Buying a computer system/hp laptop
A friend just handed me a 6230 HP Laptop. Said it wouldn't work any more. The trouble is there are no cords or any thing I would need to see if I can get it going, or if it is worth trying to get it fixed. What cords will I need to see if I can get it started? I have never owned any kind of laptop, so am completely in the dark at this point. Your help is greatly appreciate. Thanks, Richard
Assuming we're talking about this machine: http://h10025.www1.hp.com/ewfrf/wc/document?docname=c00287807&tmp_task=prodinfoC
unless there is some very valuable data onboard (and I'll come back to this point), it probably isn't worth your money or time to tinker with. The hardware is unexceptional even by the standards of its day, and is outdated by modern standards.
If there is data that needs to be recovered, my suggestion would be to remove the system's hard-disk and mount it with another machine and pull the data off from there. Once you've gotten the bits you need, assuming the drive is in good working order, reformat it (this is pretty fast within Windows) and use it for additional storage if desired. If you need more directions regarding this, I'd be happy to help where possible (the real limitation being that I can't be "hands on" with the machine or parts).

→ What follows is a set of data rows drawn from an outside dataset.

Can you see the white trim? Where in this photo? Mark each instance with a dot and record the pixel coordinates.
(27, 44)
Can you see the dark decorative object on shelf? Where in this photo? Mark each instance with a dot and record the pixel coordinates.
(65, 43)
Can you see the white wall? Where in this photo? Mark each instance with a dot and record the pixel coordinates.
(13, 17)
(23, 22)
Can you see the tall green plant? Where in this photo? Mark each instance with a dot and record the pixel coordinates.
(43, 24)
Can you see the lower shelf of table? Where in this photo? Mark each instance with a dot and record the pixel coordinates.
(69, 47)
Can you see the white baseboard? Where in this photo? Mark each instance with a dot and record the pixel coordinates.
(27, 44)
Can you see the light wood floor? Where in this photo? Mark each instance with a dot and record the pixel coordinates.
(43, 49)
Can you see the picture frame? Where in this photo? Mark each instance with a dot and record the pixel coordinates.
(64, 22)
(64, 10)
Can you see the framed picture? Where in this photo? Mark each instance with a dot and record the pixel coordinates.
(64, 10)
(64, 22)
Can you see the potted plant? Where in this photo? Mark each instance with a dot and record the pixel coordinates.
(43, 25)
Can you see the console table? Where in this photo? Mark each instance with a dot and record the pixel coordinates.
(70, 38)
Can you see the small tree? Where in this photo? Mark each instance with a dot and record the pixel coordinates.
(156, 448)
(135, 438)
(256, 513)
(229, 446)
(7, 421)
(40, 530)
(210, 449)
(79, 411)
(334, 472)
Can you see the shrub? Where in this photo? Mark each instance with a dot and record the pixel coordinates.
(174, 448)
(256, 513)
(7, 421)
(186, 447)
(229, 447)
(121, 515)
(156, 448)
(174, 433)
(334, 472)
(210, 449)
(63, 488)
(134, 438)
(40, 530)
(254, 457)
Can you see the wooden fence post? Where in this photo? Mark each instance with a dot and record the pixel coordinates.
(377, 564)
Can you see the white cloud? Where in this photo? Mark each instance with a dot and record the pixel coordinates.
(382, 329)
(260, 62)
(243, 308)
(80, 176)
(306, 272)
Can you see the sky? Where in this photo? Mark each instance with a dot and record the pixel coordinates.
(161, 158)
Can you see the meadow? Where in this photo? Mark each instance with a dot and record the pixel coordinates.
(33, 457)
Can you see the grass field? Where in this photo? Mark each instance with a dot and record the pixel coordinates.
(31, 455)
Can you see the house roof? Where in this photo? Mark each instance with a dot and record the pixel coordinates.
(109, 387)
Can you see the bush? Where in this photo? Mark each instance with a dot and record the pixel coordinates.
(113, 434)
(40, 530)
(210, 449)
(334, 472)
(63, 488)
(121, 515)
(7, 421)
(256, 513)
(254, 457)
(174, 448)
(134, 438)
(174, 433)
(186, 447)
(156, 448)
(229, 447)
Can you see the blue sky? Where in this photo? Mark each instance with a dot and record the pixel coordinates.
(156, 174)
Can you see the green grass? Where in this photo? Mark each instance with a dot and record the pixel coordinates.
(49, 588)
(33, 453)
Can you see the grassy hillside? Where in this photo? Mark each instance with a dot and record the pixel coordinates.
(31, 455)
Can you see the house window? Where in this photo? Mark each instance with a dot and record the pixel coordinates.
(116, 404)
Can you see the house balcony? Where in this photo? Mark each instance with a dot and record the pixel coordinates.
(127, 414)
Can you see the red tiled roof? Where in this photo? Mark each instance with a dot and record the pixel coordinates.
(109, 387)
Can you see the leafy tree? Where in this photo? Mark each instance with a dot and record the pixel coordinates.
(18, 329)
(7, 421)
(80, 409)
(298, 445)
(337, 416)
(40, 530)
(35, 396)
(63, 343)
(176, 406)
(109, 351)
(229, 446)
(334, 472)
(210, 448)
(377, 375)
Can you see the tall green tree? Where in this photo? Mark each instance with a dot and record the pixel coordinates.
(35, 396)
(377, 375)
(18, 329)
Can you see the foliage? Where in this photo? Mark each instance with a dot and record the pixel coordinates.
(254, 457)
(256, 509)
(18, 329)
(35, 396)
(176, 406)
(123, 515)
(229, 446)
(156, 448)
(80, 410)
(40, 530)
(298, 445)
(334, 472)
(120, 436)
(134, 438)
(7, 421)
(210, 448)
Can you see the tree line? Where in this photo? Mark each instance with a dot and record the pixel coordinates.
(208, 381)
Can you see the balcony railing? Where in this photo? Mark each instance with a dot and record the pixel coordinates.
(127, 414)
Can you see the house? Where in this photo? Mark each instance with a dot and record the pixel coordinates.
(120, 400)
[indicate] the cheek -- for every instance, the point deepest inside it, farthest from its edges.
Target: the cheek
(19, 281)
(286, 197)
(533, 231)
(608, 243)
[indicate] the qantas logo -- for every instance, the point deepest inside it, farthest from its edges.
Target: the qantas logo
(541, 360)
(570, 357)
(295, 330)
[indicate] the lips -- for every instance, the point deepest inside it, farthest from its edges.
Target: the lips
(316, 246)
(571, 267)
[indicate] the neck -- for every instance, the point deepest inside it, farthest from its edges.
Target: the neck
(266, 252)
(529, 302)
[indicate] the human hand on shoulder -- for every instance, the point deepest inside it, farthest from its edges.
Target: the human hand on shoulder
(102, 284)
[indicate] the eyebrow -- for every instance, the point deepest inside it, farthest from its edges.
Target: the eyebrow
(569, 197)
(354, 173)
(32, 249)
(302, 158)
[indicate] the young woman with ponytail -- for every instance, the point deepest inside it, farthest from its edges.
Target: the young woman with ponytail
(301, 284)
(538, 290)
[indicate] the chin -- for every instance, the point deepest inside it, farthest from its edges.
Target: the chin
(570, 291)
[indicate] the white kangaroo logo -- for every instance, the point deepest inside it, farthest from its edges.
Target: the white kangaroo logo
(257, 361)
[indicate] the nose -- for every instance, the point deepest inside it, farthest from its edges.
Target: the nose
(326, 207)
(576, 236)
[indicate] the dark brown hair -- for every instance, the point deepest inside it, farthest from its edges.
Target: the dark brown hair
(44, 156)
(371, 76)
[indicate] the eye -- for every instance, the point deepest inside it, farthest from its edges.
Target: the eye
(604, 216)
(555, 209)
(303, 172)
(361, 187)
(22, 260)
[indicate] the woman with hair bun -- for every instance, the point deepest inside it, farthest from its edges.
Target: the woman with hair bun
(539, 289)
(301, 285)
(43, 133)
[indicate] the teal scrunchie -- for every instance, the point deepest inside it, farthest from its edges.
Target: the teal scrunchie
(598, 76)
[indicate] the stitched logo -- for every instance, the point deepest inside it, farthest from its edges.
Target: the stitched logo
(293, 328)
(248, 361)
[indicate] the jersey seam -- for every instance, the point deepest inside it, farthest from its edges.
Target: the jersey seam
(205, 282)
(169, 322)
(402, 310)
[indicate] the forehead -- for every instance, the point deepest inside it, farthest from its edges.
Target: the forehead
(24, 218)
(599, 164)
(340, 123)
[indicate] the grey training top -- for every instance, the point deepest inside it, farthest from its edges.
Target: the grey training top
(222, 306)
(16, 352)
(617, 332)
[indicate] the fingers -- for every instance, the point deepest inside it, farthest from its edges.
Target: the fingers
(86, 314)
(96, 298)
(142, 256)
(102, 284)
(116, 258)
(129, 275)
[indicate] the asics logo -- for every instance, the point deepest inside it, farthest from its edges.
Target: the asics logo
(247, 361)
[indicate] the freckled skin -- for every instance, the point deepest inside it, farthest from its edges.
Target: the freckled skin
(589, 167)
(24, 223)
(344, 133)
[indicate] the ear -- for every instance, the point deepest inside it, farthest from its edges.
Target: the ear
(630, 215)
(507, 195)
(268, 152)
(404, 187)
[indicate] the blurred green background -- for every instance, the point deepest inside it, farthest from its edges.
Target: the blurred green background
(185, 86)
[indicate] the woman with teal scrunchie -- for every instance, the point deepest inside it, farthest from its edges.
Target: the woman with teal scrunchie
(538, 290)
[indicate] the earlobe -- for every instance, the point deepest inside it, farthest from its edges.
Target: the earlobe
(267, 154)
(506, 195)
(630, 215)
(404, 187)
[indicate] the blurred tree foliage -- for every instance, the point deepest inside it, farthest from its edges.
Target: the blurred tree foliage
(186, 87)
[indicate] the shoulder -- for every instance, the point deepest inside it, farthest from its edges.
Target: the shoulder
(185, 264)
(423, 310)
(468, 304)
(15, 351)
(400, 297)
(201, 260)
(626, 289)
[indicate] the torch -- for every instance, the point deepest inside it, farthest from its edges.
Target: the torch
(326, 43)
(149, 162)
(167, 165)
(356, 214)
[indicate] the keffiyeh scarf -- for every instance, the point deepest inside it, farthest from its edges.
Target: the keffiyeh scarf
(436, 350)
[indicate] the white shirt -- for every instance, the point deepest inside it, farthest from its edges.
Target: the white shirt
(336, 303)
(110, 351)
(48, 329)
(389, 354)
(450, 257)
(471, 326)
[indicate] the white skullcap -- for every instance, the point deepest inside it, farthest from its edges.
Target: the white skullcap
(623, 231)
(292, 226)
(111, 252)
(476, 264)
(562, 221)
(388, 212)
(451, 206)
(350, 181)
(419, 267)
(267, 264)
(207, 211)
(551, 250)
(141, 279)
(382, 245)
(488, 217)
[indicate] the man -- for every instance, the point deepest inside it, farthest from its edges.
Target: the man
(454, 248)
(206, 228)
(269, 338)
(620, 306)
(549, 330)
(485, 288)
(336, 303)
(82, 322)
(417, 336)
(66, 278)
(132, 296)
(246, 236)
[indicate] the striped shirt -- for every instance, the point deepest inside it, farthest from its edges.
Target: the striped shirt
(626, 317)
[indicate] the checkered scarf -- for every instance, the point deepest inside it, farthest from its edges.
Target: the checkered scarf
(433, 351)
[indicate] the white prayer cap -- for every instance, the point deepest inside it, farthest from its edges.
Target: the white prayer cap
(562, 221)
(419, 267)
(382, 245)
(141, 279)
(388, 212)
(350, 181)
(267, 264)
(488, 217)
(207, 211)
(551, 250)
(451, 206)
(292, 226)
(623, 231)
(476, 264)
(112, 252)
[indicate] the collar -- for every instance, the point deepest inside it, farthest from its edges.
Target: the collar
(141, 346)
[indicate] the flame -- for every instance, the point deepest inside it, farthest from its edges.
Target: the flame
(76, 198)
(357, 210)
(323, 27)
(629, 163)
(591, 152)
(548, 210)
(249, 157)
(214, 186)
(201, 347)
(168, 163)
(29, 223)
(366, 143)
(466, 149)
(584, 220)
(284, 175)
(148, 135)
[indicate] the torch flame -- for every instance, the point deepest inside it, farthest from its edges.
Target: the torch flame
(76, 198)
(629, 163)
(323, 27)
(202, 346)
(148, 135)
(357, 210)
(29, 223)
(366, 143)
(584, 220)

As far as what you'd need to test this system out, it's very tough to say - knowing exactly what caused the machine to become "not working" would be a helpful place to start. If it's anything more than a lost powercord (and believe it or not I've seen this happen a couple of times over the years - the powercord is lost and once the battery's charge runs down, the machine is written-off as "dead") it's going to be relatively complicated to troubleshoot, especially if you have no prior experience or training in the matter (there are better/easier ways to "start out" if your goal is to learn a new skill). However, I'm not exactly suggesting that you "refer servicing to qualified professionals" here - given the system's age and specifications (again, I'm working on the assumption that we're talking about the HP linked above; if that's in error please clarify) the overall value of the machine is less than what it would cost for labor and parts to fix any hardware troubles it might have (honestly you could probably buy a brand-new laptop for less than you'd spend to have a shop look this thing over, replace any/all damaged parts (which could potentially be as extensive as fully rebuilding it), etc). Finally, the machine linked above only shipped with Windows XP, and HP does not provide drivers to support Windows Vista or later - this is problematic as support for Windows XP ends on April 8 (two days from the time of this writing), which more or less leaves it twisting in the wind in terms of security/support (so even if you did get the hardware back together and had it booting up, it wouldn't be of much utility due to that).